Lamivudine is a highly effective selective inhibitor of HIV-1 and HIV-2 replication in vitro and is also active against zidovudine-resistant HIV strains. Inside cells lamivudine is metabolized to 5′-triphosphate (active form) with half-life of 16-19 hours. Lamivudine-5′-triphosphate slightly inhibits RNA- and DNA-dependent reverse transcriptase of HIV. The main mechanism of its action is to block the synthesis of the growing DNA chain in the process of HIV reverse transcription. Lamivudine has been shown to have additive or synergistic effect in relation to other antiretroviral drugs, primarily zidovudine, suppressing HIV replication in cell culture.

Lamivudine does not disrupt normal cellular DNA metabolism and has no significant effect on nuclear and mitochondrial DNA content in mammalian cells.

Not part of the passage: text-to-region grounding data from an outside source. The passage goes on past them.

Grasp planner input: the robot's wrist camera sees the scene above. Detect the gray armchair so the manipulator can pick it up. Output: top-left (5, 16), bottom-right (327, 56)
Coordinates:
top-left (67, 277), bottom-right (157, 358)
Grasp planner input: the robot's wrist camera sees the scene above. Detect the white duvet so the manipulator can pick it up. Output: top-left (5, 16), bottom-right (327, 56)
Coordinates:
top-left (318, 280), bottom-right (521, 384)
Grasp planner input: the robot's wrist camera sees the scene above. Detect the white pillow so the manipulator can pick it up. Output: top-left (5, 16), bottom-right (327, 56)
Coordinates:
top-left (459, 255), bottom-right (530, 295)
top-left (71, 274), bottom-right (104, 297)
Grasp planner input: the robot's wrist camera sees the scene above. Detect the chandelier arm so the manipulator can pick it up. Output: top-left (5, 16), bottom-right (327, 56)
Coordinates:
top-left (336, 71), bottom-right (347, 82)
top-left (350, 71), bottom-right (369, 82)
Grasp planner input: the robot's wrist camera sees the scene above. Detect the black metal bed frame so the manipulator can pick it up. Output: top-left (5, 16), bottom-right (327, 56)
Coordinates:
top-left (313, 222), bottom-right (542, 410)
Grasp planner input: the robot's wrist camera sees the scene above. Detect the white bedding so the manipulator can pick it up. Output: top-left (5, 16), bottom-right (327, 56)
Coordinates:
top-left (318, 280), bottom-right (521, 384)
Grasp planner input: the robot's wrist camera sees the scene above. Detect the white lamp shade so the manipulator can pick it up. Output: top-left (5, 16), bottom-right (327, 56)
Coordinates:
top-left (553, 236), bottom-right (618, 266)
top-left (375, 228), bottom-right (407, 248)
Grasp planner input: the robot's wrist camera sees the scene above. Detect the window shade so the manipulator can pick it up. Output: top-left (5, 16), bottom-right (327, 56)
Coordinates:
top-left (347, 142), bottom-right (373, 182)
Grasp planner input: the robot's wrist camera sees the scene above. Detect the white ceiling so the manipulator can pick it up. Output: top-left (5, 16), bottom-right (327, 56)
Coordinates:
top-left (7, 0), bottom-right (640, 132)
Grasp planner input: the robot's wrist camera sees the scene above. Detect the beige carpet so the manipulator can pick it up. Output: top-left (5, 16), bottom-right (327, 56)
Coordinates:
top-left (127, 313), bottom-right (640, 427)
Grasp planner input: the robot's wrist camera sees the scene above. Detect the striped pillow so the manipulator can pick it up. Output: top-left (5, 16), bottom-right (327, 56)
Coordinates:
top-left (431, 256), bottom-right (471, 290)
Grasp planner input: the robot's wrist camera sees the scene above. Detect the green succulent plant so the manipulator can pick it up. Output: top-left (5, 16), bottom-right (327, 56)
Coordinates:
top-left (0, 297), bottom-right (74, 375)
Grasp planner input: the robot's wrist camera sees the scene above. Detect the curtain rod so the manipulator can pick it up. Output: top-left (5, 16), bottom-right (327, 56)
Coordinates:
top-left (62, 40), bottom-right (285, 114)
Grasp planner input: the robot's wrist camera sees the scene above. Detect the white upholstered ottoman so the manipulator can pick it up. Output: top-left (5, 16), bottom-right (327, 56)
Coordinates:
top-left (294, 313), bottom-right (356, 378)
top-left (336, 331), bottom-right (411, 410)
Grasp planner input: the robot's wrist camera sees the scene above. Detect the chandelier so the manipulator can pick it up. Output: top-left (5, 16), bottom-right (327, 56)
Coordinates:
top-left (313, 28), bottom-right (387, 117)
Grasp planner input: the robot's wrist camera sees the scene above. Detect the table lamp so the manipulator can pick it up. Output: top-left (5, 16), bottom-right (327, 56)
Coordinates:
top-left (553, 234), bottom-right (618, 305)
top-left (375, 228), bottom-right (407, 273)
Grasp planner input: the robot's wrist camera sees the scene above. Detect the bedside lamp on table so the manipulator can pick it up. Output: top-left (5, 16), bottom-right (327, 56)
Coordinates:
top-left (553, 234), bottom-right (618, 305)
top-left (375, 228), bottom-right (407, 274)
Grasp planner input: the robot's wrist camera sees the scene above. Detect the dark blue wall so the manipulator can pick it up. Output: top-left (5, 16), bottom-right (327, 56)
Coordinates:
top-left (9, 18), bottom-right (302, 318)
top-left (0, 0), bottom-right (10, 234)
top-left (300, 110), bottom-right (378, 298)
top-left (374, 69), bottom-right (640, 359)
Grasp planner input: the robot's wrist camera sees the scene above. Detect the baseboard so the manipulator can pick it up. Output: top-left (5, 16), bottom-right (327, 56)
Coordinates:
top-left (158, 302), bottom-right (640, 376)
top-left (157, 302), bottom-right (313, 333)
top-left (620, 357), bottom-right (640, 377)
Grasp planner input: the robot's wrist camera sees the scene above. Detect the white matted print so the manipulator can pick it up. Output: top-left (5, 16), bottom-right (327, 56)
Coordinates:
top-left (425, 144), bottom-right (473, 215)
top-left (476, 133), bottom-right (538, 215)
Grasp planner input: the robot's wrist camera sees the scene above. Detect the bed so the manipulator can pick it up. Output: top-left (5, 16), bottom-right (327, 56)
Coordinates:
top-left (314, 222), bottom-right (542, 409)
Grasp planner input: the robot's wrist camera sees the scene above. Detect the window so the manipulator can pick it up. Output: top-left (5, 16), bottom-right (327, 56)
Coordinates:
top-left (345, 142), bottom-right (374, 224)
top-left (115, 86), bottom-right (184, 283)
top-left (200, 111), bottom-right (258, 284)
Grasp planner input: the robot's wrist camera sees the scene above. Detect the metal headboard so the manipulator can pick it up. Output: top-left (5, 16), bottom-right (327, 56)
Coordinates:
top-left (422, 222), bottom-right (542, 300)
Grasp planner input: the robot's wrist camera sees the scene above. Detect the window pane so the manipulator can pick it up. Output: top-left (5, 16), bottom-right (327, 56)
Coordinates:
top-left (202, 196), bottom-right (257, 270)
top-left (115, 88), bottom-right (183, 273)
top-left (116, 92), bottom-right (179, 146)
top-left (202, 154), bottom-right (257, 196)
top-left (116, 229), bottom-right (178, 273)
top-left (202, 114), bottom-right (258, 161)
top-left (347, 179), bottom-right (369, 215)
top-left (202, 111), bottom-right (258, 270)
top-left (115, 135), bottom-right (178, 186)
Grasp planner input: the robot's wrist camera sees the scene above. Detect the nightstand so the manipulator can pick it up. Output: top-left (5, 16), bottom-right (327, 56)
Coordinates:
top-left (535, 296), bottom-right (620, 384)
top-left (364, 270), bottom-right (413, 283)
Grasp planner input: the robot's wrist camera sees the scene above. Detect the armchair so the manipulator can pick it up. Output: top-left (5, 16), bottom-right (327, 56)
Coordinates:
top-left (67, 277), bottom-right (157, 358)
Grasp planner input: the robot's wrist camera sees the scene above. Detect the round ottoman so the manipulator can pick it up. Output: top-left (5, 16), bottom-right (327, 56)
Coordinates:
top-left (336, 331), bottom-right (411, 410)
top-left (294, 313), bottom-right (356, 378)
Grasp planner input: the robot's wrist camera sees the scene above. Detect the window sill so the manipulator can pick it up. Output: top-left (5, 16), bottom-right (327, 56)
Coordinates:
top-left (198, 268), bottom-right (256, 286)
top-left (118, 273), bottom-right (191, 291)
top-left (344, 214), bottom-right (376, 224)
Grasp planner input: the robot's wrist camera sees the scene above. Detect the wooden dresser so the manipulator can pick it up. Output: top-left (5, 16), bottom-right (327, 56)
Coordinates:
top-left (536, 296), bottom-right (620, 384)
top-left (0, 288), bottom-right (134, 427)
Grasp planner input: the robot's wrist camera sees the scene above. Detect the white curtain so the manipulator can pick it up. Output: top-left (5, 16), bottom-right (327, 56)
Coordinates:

In in vitro studies lamivudine has a weak cytotoxic effect on peripheral blood lymphocytes as well as on lymphocytic and monocytic-macrophage cell lines and several other bone marrow stem cells. Thus, in vitro lamivudine has a high therapeutic index.

Pharmacodynamic Effects

One of the causes of HIV-1 resistance to lamivudine is the appearance of an amino acid substitution in the 184th codon (M184V) of the viral genome, which is located near the active center of HIV reverse transcriptase. HIV-1 strains with M184V mutations can appear both in vitro and in patients receiving combination antiretroviral therapy, including lamivudine. These strains of the virus are characterized by reduced sensitivity to lamivudine and poor ability to replicate in vitro. In vitro strains of HIV resistant to zidovudine may become susceptible to zidovudine if they develop lamivudine resistance at the same time. The clinical significance of this phenomenon has not been established.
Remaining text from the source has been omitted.